In that email Crémer was accused of using information relayed to her by the land-based Le Turquais to help plot her route during the 45,000-kilometre 2020/2021 Vendée Globe aboard her 60-foot IMOCA-class yacht.

Outside assistance of this nature is strictly forbidden in the rules of the mythic race that sets out and finishes at the French port of Les Sables-d’Olonne every four years.

An international jury has been established to investigate the affair based on screenshots of WhatsApp conversations between the couple sent to the federation in Sunday’s tip-off.

“During our chats which essentially concerned the intimacy between a couple, Tanguy never gave me the slightest bit of information that I didn’t have already,” Crémer said.

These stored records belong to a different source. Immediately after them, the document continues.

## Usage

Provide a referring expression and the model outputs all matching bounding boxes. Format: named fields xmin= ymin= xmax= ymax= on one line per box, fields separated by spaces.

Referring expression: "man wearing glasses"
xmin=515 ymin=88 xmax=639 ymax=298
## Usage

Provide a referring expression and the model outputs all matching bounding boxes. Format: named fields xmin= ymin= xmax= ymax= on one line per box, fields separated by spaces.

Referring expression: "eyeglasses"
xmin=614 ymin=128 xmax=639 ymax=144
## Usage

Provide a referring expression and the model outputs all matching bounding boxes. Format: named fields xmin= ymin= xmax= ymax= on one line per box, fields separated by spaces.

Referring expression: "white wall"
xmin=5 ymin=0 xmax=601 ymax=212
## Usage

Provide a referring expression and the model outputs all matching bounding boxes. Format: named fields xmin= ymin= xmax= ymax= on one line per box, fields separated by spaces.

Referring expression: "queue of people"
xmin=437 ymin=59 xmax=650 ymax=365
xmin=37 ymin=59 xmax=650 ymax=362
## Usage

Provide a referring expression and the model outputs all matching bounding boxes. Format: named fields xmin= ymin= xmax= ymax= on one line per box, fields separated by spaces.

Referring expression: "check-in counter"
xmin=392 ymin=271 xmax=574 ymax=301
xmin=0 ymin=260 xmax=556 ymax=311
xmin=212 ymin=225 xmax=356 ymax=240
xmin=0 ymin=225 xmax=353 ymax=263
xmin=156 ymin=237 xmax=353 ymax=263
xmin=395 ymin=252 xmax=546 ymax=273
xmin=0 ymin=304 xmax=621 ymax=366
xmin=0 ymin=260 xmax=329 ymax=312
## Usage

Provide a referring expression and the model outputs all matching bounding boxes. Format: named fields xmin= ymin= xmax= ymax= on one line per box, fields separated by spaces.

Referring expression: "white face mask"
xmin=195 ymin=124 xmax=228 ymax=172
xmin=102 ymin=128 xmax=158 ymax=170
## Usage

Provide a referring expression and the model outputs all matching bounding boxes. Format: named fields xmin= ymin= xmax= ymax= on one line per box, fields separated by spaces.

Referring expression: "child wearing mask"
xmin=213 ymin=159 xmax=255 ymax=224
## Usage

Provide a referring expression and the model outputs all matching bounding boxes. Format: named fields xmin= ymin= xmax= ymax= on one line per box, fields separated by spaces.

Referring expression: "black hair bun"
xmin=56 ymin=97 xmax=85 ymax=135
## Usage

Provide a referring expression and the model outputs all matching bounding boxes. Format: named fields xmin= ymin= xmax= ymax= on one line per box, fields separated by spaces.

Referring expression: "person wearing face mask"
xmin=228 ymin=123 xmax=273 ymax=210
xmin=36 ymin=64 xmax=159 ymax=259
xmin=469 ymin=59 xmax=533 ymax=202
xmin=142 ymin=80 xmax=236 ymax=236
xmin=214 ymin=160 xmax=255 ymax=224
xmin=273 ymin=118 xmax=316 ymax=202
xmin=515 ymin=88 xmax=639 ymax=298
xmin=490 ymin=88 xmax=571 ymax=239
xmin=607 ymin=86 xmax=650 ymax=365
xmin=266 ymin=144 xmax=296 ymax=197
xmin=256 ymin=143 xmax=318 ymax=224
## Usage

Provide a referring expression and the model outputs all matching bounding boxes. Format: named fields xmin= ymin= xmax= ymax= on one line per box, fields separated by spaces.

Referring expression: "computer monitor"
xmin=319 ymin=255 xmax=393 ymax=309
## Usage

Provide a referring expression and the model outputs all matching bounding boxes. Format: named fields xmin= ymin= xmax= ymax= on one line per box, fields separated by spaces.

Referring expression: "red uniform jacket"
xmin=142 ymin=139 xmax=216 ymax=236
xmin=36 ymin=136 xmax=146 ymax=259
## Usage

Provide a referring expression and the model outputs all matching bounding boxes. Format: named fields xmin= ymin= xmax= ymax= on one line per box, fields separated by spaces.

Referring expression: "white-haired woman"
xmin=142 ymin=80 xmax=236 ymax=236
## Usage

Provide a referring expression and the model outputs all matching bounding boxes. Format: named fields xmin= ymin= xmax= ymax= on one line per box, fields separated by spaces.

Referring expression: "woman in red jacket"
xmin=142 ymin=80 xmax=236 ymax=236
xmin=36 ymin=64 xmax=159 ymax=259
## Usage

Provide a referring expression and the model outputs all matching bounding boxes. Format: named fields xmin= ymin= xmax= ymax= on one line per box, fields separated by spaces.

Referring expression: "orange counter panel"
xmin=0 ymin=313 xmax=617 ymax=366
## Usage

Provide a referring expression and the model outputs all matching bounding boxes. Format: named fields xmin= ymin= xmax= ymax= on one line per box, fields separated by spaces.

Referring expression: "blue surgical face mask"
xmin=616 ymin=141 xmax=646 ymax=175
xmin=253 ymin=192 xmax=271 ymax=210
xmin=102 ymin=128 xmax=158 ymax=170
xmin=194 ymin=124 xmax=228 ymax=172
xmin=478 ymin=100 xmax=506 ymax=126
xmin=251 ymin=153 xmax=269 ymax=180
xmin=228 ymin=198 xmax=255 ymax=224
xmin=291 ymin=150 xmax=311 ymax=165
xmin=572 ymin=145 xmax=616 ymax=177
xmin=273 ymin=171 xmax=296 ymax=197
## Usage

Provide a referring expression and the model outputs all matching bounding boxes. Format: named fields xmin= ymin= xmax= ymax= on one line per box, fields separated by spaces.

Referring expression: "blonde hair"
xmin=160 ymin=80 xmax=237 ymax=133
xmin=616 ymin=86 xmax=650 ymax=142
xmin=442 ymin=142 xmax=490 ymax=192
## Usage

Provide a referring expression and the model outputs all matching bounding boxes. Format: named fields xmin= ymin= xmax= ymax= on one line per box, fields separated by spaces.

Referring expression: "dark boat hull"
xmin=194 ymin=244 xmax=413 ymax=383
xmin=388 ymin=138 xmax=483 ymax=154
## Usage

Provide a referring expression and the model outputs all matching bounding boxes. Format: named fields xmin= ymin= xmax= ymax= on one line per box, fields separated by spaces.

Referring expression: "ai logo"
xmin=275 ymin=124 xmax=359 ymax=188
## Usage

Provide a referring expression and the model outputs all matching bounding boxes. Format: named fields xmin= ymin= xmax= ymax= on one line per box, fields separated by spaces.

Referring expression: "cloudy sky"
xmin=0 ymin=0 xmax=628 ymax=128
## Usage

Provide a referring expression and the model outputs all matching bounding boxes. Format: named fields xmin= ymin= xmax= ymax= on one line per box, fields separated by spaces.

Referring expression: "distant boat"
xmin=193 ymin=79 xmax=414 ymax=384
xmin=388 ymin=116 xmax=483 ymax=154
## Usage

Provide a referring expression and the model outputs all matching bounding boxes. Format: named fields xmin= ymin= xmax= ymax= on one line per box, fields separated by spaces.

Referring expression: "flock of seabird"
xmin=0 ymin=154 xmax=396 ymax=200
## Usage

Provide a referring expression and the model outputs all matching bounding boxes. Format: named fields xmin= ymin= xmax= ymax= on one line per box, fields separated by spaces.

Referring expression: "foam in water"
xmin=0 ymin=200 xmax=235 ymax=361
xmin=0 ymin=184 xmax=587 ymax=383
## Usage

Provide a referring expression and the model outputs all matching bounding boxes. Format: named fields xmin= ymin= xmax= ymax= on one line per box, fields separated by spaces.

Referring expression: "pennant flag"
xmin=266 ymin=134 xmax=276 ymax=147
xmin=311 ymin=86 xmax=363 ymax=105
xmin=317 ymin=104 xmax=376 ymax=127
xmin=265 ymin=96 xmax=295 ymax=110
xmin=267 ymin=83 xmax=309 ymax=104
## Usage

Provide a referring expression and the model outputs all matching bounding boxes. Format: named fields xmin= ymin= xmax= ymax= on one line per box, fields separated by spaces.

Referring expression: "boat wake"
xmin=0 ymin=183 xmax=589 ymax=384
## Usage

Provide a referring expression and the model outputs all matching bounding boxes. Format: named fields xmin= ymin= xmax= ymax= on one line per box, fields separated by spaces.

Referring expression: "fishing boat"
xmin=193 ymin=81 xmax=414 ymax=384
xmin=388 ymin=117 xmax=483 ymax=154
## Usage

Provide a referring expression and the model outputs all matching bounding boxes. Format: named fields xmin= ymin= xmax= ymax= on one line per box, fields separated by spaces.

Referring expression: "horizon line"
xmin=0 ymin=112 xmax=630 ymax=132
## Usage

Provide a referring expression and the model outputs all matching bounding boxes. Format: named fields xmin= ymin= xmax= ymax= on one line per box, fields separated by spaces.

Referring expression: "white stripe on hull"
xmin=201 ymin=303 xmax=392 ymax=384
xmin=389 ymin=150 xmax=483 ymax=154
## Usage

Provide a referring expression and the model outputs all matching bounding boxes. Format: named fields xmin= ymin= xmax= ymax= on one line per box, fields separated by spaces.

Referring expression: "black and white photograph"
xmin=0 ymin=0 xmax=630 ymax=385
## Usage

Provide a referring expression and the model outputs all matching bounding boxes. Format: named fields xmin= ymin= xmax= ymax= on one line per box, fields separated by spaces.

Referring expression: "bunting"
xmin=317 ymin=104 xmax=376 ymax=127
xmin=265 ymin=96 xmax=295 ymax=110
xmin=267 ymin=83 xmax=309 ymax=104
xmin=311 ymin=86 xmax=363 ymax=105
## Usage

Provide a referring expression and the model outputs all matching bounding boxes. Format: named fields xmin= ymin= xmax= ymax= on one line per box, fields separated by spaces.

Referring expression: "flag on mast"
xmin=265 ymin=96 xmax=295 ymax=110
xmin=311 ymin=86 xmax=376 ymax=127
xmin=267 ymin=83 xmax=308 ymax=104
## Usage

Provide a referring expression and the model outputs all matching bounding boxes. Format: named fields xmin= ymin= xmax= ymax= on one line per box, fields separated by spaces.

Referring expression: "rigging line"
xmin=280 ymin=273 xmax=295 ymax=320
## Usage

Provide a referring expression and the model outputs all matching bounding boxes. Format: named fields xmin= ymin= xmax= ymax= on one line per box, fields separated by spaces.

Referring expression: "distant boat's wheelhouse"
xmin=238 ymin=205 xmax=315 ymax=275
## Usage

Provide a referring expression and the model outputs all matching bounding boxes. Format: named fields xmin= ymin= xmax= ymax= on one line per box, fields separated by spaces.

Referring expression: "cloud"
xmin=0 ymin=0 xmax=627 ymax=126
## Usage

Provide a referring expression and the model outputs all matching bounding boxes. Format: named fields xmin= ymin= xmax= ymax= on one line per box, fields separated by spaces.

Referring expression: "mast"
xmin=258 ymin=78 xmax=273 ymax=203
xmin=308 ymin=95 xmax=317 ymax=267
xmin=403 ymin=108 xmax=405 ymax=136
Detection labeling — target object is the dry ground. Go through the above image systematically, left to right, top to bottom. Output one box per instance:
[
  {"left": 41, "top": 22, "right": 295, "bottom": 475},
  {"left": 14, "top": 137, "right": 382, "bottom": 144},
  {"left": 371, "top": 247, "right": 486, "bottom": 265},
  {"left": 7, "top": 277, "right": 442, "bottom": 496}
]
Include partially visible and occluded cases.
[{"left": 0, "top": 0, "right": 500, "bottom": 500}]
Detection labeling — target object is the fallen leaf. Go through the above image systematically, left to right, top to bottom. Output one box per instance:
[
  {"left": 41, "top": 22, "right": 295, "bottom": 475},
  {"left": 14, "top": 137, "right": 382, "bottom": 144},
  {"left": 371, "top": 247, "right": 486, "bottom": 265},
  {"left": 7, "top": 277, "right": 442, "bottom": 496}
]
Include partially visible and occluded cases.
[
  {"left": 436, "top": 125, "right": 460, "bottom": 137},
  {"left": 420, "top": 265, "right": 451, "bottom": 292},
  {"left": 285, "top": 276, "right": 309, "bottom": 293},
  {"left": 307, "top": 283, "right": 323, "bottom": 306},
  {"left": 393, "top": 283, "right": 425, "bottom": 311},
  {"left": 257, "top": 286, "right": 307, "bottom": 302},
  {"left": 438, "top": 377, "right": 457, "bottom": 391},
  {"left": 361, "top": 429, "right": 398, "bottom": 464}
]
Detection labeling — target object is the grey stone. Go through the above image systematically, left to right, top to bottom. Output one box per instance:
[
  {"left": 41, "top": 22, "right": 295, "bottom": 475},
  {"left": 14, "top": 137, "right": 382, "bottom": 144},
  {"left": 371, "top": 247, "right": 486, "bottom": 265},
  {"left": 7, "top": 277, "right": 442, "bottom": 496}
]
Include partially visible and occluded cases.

The 34-year-old, who skippered her yacht Banque Populaire into twelfth in the 2020-21 race, added: “No chat with him contributed to me changing course or making a strategic decision that would have had an impact on my race.

“All my performance decisions I made alone and without any assistance according to the rules.”

The couple questioned the motive and timing of their anonymous accuser with the pair among the 44 candidates for the next Vendée Globe starting in November, with only 40 allowed to take part – and are reported to be considering legal action.

Meanwhile, the IMOCA class association has issued a statement about the matter:

“This situation is currently in the hands of the competent institutions responsible for regulating and monitoring competitions within the Fédération Française de Voile. We express our full confidence in their ability to carry out impartial and thorough investigations.

The use of personalised weather assistance and routing from sources external to the boat is prohibited in the context of IMOCA racing. This rule is a fundamental pillar of our commitment to fairness and sporting integrity.

With this in mind, we stress the importance of a procedure that is carried out with a good knowledge of our races and their rules, in a calm and exhaustive manner.”

Clarisse CrémerBanque Populaire withdrew its sponsorship last year over concerns that Cremer’s pregnancy would prevent her from qualifying for the 2024-25 Vendee Globe. However Cremer has since secured financial backing from French luxury retailer L’OCCITANE en Provence and technical support from British five-time Vendée Globe competitor Alex Thomson.

Should she go on to qualify for the 2024-25 Vendée Globe Cremer would race solo around the world for the second time aboard a newer, higher-performance IMOCA yacht that – as Charlie Dalin’s Apivia – finished second in the last edition.